It takes a long time to gain that momentum and truly deliver a massive innovation.
So as an industry, we really have to know where we're going.
And so that's why I think it's super, super important that we focus on what are we trying to build.
And so from the very beginning with NAND, we knew that NAND, I mean, I remember NAND was going to die, you know, from every, ever since I've been working on it, but it's not dead yet, right? But we always knew there was something else coming,
and so we needed to define NVM Express from the ground up to make sure that we could accomplish
the ambition of things like 3D Crosspoint. So NVM Express was born in 2011, in March of 2011.
And so, we had this board of directors that included a few companies that no longer exist.
But Micron, EMC, many of us in this room.
And it really delivered efficient SSD performance.
And so, if we look all the way back, we got rid of the uncacheable register reads.
We got the MSIX and interrupt steering so we could get up to a million IOPS.
We really maximized queue depth and efficiency for 4K commands.
And then we really focused on how do we develop the ecosystem.
We looked at the interrupt program from the very start.
How do we broadly scale and make sure that we address things together?
And major drivers for all OSs.
I think something that was a critical breakthrough in NVMe
was we had drivers available before the first SSDs.
That's really one of the things that made NVMe go
versus potential competitors of the time.
Say, many of you in this room might have remembered
the quote-unquote war with SCSI Express, right?
A lot of it was just putting your head to the wind
and really delivering and building out the ecosystem
where everyone could thrive.
We then focused on how do we build out the enterprise feature set?
How did we add multi-path support and reservations
and other capabilities and just continue to build?
And so another key thing that I see that SNEA does so well is pick a point to go
and just keep going and build out the capabilities over time. And we get there as an industry
together. And then finally we shipped. I don't know if I'm going to get in trouble if Intel sees
that I've included a Samsung picture in the first. But Intel shipped very shortly thereafter.
So we had the first Plugfest in May of 2013 with 11 companies. We had the first product
announcement from Samsung in July of 2013. And then they shipped more. They really shipped later
in the year, as did Intel. And so we had two drives out in the market in 2013. And it really
delivered in performance. So this talks
about, hey, let's look at the performance.

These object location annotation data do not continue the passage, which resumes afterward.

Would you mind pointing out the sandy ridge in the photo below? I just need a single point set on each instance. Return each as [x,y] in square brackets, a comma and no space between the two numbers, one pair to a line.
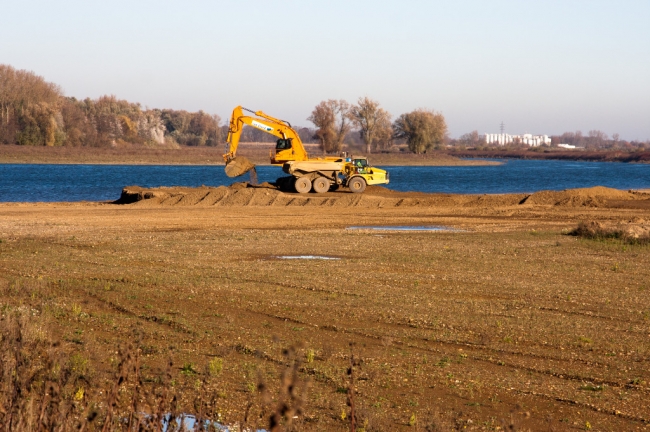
[264,195]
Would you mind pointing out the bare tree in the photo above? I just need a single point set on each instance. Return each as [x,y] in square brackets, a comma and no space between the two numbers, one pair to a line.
[323,118]
[372,120]
[423,129]
[332,120]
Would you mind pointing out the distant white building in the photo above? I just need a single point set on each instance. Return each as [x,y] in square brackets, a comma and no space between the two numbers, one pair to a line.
[526,139]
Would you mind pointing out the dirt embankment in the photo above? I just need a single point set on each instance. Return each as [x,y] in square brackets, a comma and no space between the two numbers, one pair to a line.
[244,194]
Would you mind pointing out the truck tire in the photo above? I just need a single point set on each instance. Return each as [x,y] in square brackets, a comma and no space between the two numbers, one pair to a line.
[302,184]
[357,184]
[320,185]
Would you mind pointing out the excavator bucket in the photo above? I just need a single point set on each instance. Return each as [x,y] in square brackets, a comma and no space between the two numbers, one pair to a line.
[238,166]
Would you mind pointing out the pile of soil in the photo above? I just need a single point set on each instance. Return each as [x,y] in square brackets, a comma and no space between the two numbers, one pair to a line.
[597,196]
[266,194]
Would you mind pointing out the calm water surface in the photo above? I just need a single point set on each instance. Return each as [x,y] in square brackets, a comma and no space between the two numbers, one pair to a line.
[30,183]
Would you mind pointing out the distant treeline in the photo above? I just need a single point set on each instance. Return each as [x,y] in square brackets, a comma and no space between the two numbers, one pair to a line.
[35,112]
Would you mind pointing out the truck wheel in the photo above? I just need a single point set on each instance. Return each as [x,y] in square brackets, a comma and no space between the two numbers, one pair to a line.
[321,185]
[302,185]
[357,184]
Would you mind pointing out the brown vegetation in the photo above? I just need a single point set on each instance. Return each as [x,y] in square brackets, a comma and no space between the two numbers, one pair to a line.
[506,322]
[423,130]
[35,113]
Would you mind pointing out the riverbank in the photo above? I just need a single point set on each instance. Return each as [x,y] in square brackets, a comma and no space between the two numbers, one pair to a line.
[258,153]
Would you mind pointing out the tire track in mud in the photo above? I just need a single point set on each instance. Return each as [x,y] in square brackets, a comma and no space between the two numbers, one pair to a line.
[565,377]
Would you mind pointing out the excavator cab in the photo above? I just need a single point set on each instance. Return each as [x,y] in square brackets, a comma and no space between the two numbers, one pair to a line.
[283,151]
[283,144]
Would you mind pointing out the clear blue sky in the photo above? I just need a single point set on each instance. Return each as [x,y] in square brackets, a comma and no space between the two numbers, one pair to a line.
[542,67]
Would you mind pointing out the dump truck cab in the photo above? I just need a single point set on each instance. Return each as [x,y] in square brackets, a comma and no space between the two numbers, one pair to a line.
[359,173]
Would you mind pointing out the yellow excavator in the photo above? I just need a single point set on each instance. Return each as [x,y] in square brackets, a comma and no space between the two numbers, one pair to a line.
[317,174]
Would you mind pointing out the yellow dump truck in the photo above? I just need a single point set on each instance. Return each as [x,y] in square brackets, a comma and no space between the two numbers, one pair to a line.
[317,174]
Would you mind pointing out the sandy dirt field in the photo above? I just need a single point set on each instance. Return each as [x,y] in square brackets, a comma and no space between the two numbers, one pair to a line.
[504,322]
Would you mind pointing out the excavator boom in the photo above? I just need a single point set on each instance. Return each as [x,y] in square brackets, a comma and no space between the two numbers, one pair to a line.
[289,147]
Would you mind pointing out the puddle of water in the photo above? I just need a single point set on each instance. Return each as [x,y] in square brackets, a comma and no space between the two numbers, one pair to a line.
[170,424]
[306,257]
[404,228]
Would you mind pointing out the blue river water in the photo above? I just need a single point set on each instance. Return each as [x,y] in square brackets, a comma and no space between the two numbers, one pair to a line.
[43,183]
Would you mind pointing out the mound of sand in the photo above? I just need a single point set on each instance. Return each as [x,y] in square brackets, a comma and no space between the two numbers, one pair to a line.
[266,194]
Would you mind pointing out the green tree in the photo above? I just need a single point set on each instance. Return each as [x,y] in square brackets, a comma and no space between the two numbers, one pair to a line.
[423,129]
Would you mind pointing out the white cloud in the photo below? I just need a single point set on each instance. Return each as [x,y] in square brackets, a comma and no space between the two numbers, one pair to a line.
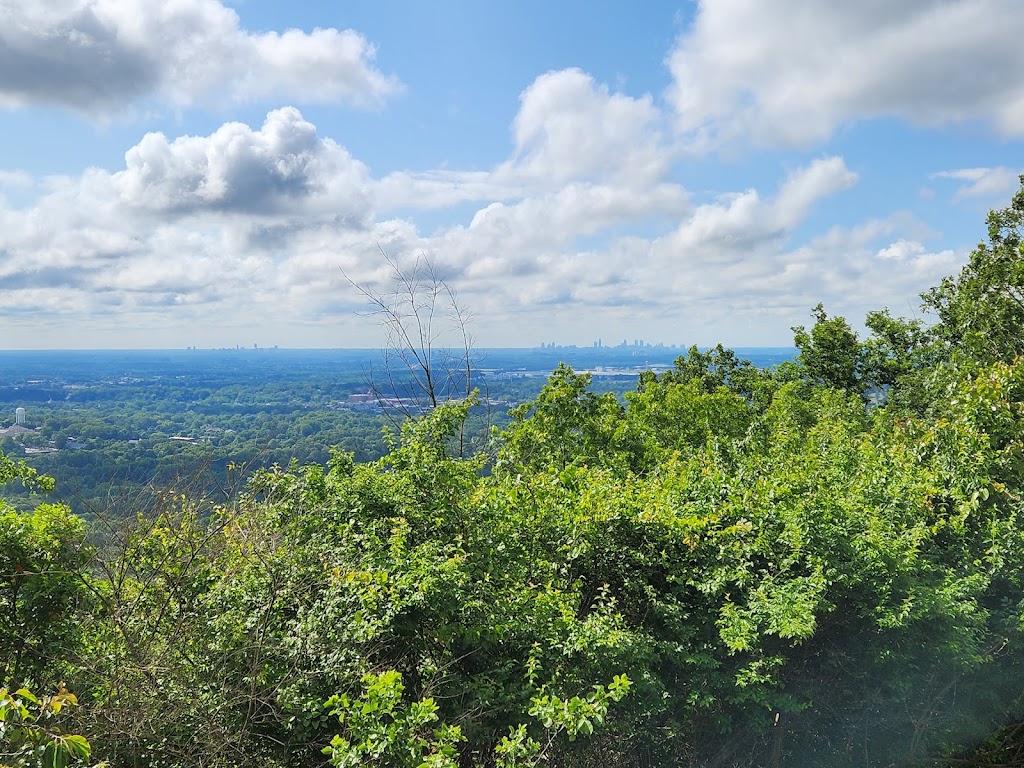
[788,73]
[93,55]
[570,128]
[252,228]
[283,167]
[988,183]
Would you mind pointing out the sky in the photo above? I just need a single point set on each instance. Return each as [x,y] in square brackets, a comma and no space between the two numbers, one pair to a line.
[220,172]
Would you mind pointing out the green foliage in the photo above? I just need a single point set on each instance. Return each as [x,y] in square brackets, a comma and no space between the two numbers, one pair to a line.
[42,557]
[981,310]
[31,732]
[816,565]
[830,353]
[380,731]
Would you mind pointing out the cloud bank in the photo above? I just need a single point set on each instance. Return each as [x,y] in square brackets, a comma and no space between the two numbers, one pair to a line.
[98,55]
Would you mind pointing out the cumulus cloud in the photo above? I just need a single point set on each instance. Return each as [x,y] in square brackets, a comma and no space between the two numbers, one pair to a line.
[788,73]
[252,227]
[988,183]
[92,55]
[568,127]
[282,167]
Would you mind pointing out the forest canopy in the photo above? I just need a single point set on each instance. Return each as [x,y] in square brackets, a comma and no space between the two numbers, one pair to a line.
[816,564]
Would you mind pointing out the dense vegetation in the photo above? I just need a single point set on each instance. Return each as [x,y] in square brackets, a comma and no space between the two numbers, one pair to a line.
[818,564]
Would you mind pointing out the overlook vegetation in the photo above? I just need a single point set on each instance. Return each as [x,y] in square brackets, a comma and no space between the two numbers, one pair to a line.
[817,564]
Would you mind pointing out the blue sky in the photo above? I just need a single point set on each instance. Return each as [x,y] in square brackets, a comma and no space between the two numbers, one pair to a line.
[211,173]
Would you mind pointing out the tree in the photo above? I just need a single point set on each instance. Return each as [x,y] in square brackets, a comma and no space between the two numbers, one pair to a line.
[427,354]
[981,310]
[830,352]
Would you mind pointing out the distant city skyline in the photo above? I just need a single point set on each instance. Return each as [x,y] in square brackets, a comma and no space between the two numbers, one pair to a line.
[208,172]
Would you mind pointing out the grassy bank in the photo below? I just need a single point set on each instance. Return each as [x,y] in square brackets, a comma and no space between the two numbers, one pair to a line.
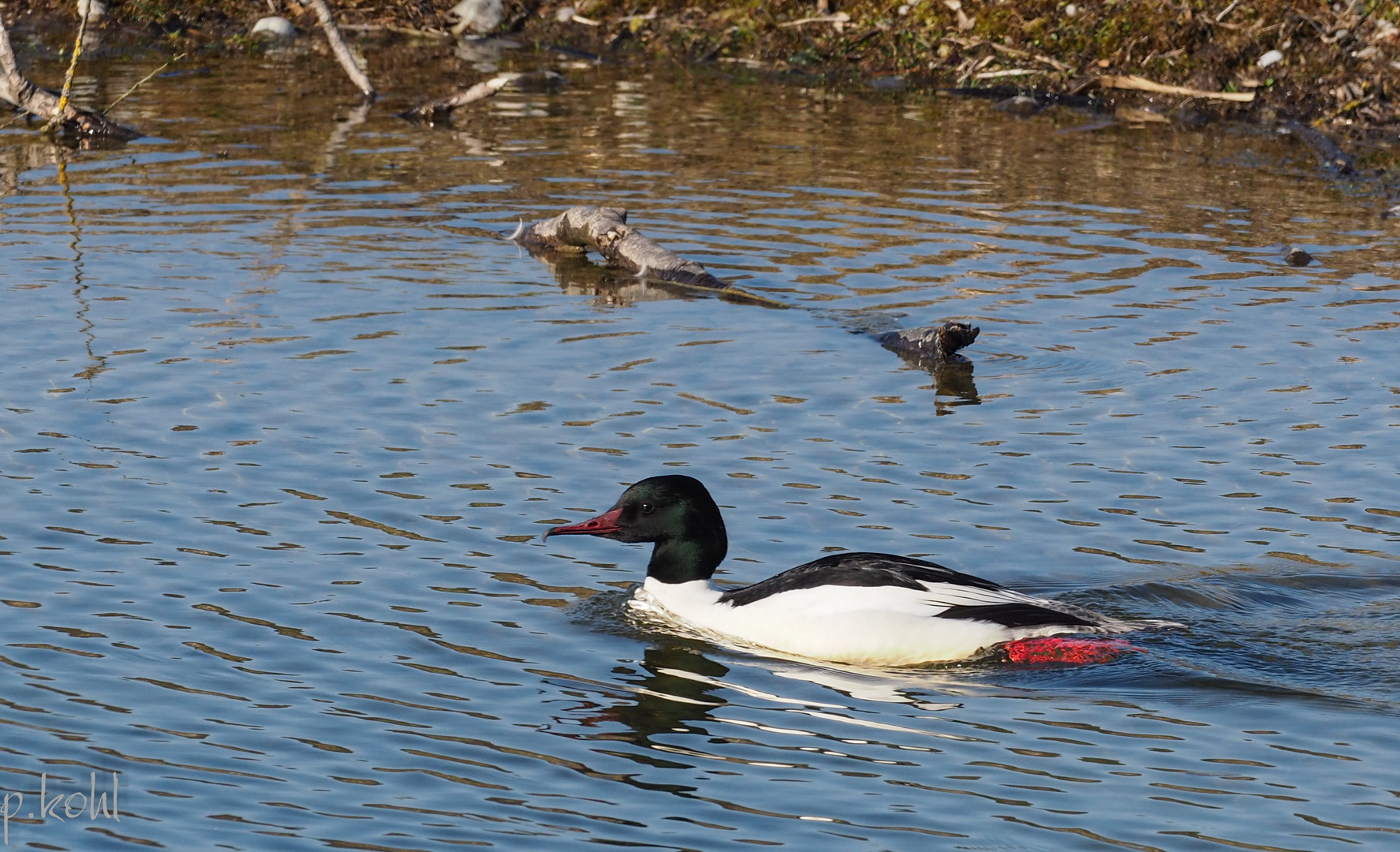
[1336,65]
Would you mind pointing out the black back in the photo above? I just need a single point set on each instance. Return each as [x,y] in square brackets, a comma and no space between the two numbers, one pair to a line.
[903,572]
[856,570]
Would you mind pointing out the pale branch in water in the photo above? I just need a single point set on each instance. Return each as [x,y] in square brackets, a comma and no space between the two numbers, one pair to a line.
[605,230]
[342,50]
[440,108]
[48,106]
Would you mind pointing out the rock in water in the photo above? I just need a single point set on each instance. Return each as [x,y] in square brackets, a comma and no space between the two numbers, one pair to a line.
[274,28]
[479,16]
[1021,106]
[93,10]
[937,342]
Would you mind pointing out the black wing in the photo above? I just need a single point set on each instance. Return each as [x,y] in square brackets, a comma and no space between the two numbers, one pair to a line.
[856,570]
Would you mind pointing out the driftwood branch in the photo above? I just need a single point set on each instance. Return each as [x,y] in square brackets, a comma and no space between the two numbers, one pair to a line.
[605,230]
[48,106]
[342,50]
[937,344]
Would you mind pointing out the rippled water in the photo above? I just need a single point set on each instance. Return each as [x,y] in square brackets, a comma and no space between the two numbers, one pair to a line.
[283,422]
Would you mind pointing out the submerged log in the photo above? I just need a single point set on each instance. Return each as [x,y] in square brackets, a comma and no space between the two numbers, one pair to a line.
[605,230]
[48,106]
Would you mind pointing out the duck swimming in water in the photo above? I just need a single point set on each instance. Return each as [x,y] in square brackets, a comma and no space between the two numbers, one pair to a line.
[863,608]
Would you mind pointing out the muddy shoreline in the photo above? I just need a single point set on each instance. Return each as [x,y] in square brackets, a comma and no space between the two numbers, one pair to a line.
[1336,66]
[1329,75]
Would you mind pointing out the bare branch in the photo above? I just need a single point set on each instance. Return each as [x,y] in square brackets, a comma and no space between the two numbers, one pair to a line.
[342,50]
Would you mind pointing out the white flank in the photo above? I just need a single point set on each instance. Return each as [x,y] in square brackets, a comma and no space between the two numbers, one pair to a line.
[881,626]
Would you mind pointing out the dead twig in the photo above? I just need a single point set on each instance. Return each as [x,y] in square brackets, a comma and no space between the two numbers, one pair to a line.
[342,50]
[439,110]
[45,104]
[68,79]
[142,81]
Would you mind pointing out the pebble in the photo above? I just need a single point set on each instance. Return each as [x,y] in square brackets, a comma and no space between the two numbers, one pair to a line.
[480,16]
[276,28]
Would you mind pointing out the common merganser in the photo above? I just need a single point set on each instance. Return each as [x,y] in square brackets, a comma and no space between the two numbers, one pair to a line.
[863,608]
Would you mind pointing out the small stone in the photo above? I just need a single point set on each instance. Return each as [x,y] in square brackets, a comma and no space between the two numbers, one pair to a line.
[274,28]
[1020,106]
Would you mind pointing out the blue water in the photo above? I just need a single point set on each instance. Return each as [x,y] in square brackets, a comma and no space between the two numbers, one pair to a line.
[283,422]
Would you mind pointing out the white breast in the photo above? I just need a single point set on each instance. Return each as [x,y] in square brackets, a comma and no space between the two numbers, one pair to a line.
[881,626]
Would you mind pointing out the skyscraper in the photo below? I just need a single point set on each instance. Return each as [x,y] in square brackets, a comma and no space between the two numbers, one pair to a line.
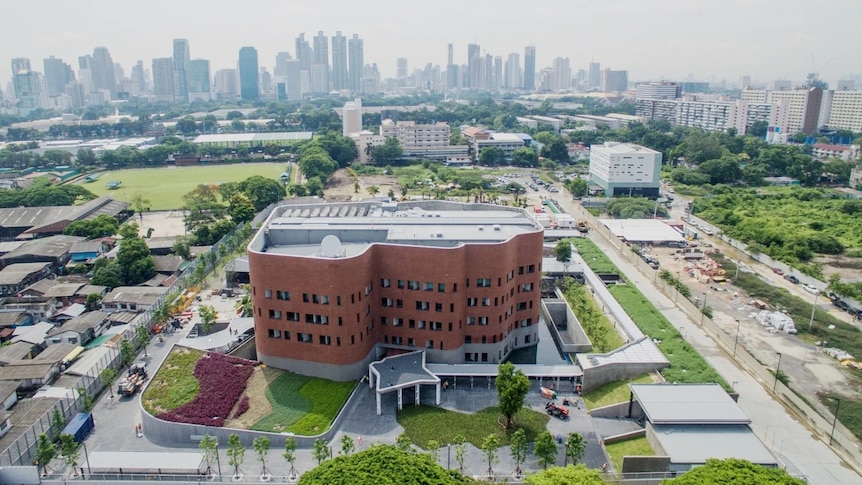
[357,62]
[530,67]
[320,67]
[339,62]
[163,78]
[181,68]
[102,71]
[595,75]
[57,74]
[248,73]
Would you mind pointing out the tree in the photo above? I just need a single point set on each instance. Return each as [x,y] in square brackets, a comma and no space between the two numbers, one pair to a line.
[69,451]
[518,448]
[579,474]
[208,315]
[209,452]
[45,452]
[733,471]
[142,335]
[235,454]
[290,455]
[490,447]
[512,386]
[433,450]
[261,448]
[545,449]
[127,352]
[320,452]
[107,377]
[576,445]
[347,445]
[461,451]
[382,464]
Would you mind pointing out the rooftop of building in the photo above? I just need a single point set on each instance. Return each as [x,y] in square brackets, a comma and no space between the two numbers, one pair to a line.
[346,229]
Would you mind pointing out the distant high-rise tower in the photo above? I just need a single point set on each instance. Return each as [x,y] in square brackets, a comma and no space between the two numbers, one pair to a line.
[163,78]
[530,67]
[356,52]
[474,60]
[57,75]
[104,76]
[339,62]
[595,80]
[248,73]
[181,68]
[320,66]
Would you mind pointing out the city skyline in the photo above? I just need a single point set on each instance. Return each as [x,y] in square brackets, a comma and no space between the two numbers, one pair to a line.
[665,40]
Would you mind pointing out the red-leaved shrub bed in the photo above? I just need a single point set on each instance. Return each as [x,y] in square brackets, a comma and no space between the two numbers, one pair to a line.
[222,381]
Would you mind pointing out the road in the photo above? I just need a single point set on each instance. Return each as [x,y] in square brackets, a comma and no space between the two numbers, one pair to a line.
[790,441]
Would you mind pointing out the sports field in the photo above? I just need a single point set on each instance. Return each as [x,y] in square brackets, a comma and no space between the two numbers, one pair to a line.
[165,186]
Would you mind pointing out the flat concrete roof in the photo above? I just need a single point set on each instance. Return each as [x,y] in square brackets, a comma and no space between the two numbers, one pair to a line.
[300,229]
[696,444]
[688,404]
[648,230]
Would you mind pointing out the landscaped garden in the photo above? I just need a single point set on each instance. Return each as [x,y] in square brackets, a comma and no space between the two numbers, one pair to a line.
[211,389]
[686,364]
[424,423]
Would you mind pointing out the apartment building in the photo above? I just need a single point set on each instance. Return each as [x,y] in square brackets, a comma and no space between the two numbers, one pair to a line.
[336,286]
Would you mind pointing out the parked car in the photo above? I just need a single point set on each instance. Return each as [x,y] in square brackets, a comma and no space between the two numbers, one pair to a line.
[811,289]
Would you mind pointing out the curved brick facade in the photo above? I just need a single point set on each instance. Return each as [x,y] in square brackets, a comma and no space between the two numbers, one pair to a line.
[330,317]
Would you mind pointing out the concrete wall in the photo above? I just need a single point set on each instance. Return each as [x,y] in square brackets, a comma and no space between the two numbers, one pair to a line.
[166,433]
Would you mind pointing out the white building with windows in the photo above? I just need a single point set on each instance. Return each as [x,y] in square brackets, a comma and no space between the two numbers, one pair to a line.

We had awesome random reads, awesome random writes,
very good sequential performance, really taking advantage of PCI Express. And so how do we build
on a foundation that scales is another key thing that I think through. So if we look at today,
PCI Gen 4 is starting to be coming out into the marketplace
over the next year. And you have even people working on PCI Gen 5. PCI Gen 5, the specification
is on track to finish in the next year or so. I shouldn't announce anything on PCI SIG. Many of
you are SIG members and know much more than I do. But we're just scaling. And that sequential
performance, we can continue to deliver with NAND or other media. And then how do we do it efficiently and with low latency?
There was a lot of debate early on in NVM Express about why are we worrying about all this
efficiency? Why does that matter? And it doesn't matter for NAND. I mean, when I look at AHCI and how bad AHCI is,
which I also was the author of for serial ATA programming interface versus NVMe,
people would say, why are you focused so much on the efficiency and latency of NVMe?
And it wasn't for NAND.
It was for making sure that we didn't have to redo NVMe for new memories like 3D crosspoint in the
future. So it was super important for how do we get the average latency down. So this
is just showing how all the way back if we look at the average latency, just NVMe running
on a PCI Gen 3 on the CPU is so much more lower latency than SAS or SATA, and that's
really the focus we had to have. And with better quality of service.
So getting to this curve here is,
what does it look like for my interface latency
for 4K random reads?
I just fall off a cliff with my quality of service
as well as with SAS,
whereas I get consistent performance with NVMe.
And shockingly, the analysts notice over time.
And so people started to project that PCIe,
mostly NVMe, would replace SATA and SAS over time,
and one of the things that was exciting to me
in the last quarter is that Intel, for the first time,
shipped more terabytes in capacity on NVM Express
than on serial ATA,
so we truly are hitting a crossover in the industry.
And we continue to add capabilities.
So if we take a look at NVMe, we're just adding capabilities over time.
One of the things we did is in 2014, we added NVMe 1.2.
We added both client and server features.
So, for example, host memory buffer was a client feature of allowing you to utilize a host DRAM with the SSD.
And whereas controller memory buffer, we try to, again,
my whole theme is confusing people with naming.
So host memory buffer, good thing for client.
Controller memory buffer, more of a good thing for enterprise.
So it's all about how you suck people into your work groups
because they can't tell otherwise what you're talking about.
No, no, no.
And then we headed to new frontiers.
So we went on to the management interface,
then on to fabrics,
and then driving innovation in the cloud.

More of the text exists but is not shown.